Signal Tower, Canalough, Co. Cork
Co. Cork |
Signal & Watch
About a hundred metres north of Black Ball Head on the Beara Peninsula, a small square tower rises roughly 11.5 metres above a rocky coastal outcrop, its upper walls still patched with the slate cladding that once weatherproofed the whole structure.
The entrance doorway sits at first-floor level on the south face, originally accessible only by retractable ladder, and is sheltered above by a machicolation, a projecting gallery of rubble stone supported on corbels, through which defenders could theoretically drop things on unwelcome visitors. Brick-built bartizans project from the north-east and north-west corners, each corbelled out from the wall. It is, in other words, a fairly martial-looking little building for something whose main job was to watch the horizon and wave flags.

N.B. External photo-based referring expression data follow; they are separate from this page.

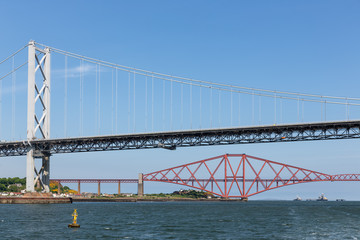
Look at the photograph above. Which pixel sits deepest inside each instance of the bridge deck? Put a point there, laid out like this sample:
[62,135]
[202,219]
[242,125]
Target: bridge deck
[205,137]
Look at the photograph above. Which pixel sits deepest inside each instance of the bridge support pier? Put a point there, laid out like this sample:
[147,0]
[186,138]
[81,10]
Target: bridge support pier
[38,116]
[140,185]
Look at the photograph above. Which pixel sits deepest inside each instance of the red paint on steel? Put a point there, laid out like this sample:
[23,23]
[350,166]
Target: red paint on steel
[235,184]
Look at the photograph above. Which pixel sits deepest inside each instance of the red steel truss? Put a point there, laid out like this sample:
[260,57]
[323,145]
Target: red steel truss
[240,175]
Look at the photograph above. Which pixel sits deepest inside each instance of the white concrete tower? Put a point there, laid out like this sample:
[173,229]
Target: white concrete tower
[38,116]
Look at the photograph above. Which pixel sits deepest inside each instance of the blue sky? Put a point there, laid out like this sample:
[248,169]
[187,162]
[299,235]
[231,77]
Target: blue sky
[297,46]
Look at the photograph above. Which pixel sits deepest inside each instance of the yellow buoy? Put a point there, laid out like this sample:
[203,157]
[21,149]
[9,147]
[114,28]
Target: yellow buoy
[74,224]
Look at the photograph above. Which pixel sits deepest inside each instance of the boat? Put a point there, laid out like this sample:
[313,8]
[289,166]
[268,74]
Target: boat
[322,198]
[297,198]
[340,200]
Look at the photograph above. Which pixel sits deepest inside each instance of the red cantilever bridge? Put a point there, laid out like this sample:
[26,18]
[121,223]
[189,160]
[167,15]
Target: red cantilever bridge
[240,175]
[229,176]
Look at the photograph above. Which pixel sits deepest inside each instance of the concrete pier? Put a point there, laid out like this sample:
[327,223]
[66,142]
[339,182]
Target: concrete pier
[140,185]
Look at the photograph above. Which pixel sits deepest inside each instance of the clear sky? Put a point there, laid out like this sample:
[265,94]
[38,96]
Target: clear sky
[297,46]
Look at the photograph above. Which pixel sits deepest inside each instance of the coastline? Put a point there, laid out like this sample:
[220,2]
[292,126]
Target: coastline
[67,200]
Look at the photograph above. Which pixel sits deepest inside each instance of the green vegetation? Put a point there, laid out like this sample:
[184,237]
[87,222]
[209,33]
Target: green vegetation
[12,184]
[63,189]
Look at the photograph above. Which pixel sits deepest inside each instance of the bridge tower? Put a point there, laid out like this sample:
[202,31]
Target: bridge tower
[38,116]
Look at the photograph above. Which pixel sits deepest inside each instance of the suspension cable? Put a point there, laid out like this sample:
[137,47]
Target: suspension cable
[12,55]
[126,68]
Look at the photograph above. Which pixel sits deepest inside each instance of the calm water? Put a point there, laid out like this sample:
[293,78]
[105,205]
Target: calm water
[183,220]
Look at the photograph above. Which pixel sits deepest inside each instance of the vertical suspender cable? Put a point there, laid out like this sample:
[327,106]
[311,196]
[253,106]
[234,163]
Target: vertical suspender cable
[129,101]
[239,110]
[190,106]
[211,100]
[116,101]
[182,106]
[96,97]
[347,109]
[275,107]
[152,104]
[13,99]
[146,112]
[80,95]
[0,108]
[134,111]
[302,109]
[171,105]
[298,109]
[65,99]
[219,109]
[321,109]
[253,108]
[163,110]
[200,108]
[281,110]
[99,121]
[260,109]
[231,108]
[112,101]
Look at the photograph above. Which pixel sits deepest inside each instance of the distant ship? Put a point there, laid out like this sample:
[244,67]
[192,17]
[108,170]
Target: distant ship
[298,199]
[340,200]
[322,198]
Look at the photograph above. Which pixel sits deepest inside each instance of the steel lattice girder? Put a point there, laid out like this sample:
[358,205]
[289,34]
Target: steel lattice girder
[95,180]
[240,175]
[171,140]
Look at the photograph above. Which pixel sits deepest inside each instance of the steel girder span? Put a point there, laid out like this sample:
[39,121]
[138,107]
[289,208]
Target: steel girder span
[240,175]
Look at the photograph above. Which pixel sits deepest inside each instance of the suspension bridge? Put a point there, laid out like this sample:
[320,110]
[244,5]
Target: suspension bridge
[102,106]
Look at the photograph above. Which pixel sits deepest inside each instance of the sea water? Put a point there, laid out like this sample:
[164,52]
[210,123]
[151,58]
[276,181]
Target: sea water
[183,220]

The tower was completed by 1805 as part of a network of over eighty signal stations built by the British Board of Ordnance in direct response to the threat of a French naval invasion. The system ran as a continuous coastal chain from Dublin Bay clockwise around the entire Irish seaboard to Malin Head in County Donegal, with each station in visual range of the next. Here at Black Ball Head, the nearest neighbours in the chain were the station on Dursey Island, roughly 11.6 kilometres to the west, and another on the west side of Bere Island, about 10.7 kilometres to the east, the latter now largely collapsed. Signalling between stations used a naval signal post, allowing messages to travel the length of the coast in minutes. The whole network was effectively stood down by the mid-1810s once the prospect of a French landing had receded. The enclosure surrounding the tower is irregular in plan, its eastern wall angling away from the usual rectangular layout to work around a natural rock outcrop, a small practical concession to local geology that sets this site apart from the more standardised stations elsewhere in the chain. A small rubble stone outbuilding survives to the north of the tower, and faint cultivation ridges in the surrounding ground speak to the domestic routines of whatever garrison was stationed here during the tower's brief active life.